Луис Игнасио с малых лет знал, что родительская семья неправильная, и не представлял свою будущую семью иной: любящей, дружной, понимающей, заботливой – одним словом, счастливой.
Спустя полгода в их доме разразился скандал, вконец разрушивший остатки иллюзий насчет семейного благополучия. Из выкриков отца во время очередной перебранки с матерью Луис Игнасио впервые узнал, что он – единственный его кровный ребенок.
Юный граф прекрасно знал, откуда берутся дети, и, казалось, его ничто в этом смысле не сможет удивить. И всё же случайно подслушанная ссора отца и матери стала потрясением. Оказалось, что и его семилетний брат Мануэль Бенхамин, и четырехлетняя сестра Хасинта Милагрос, и тот ребенок, которым была беременна мать теперь, нагуляны на стороне.
Отец называл мать купелью святой воды[13], похотливой крольчихой, нимфой двадцати самцов[14]. Говорил, что в своем распутстве она опустилась ниже безухой шлюхи[15]. Шипел злым змием о том, что сумел простить жене и Мануэля, и Хасинту, хотя прекрасно знал, что эти дети не кровные, но сумел принять их как родных. Простил жену, простил ее измены. Но всё повторилось снова, и в гораздо худшем, почти фарсовом варианте.

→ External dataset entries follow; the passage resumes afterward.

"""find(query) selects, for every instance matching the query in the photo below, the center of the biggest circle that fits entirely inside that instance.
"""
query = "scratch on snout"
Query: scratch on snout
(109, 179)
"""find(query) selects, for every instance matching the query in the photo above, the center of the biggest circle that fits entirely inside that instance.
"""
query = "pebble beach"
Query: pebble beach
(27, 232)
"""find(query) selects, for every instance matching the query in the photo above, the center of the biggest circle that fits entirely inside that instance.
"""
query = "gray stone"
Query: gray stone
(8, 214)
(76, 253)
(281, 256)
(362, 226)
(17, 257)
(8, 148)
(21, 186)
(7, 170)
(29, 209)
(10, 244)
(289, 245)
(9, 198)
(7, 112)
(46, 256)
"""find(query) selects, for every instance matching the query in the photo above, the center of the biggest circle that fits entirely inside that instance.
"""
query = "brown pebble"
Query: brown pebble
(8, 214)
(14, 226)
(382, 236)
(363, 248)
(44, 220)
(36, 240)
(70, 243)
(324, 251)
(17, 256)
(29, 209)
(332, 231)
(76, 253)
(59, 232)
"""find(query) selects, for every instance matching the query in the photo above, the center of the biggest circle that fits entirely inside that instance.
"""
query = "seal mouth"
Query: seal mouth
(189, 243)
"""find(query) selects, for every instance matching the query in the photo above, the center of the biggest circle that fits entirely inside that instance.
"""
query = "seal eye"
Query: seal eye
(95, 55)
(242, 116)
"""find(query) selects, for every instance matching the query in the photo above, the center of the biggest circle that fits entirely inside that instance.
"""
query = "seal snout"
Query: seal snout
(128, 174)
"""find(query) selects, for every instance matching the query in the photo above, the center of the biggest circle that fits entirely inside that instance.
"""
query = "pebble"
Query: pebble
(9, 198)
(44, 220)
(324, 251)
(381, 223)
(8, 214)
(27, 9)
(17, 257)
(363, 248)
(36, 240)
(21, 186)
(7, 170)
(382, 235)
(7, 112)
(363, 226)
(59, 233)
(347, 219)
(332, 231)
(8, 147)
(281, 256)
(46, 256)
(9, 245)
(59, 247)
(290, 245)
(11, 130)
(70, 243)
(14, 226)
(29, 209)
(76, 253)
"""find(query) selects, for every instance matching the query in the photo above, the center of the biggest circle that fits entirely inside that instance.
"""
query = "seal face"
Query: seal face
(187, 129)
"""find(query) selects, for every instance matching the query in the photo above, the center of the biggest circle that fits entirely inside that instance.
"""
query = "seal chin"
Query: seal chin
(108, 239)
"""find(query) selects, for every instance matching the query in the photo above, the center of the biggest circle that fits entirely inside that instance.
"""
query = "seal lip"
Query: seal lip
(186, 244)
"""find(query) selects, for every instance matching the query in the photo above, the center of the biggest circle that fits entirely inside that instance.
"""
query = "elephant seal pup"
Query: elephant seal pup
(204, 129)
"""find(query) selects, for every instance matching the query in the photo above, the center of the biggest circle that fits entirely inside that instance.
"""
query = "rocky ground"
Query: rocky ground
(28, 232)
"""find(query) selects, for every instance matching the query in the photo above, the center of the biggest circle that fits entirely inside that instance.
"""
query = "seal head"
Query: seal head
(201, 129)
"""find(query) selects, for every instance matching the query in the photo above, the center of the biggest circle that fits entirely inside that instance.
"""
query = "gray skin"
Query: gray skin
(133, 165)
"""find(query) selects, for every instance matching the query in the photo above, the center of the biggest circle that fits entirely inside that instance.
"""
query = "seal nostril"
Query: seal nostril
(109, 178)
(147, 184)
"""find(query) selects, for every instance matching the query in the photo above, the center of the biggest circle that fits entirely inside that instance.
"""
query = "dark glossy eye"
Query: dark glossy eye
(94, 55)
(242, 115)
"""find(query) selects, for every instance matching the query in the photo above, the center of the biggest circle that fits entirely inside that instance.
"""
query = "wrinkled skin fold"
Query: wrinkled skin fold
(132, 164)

Если отцами брата и сестры являлись знакомые Луису аристократы, то родитель еще не рожденного ребенка – то ли садовник, то ли конюх. Мать водила шашни с обоими и от кого понесла, сказать не могла.
Именно тогда-то Луис Игнасио и понял: в разврате мать пала ниже некуда. Тощий и костлявый, как кормящая самка мула, при этом похотливый, как забредший с крыши кот, конюх и рослый, широкоплечий, крепкого телосложения, но с придурковатой внешностью садовник в роли отца четвертого ребенка маркизы – это край грехопадения.
Отец, знавший об изменах жены и покрывавший ее до сих пор, на этот раз не выдержал и устроил скандал. Он сказал, что ни за что не признает ублюдка, как признал в свое время Мануэля и Хасинту. Кульминацией того скандала стало решение отца об отсылке гулящей супруги в фамильный замок, некогда принадлежавший ее скончавшимся родителям.
Мать, бросив в адрес мужа презрительное calzonazos[16], оправдывала свое беспутное поведение, обвиняя отца в половом бессилии. Она кричала, что ее страстному, безудержному темпераменту требовалась активность, которой муж-импотент не обладал. Она отчаянно хотела получать чувственные наслаждения и, уж коли законный супруг не в силах подарить их, будет искать желанное на стороне.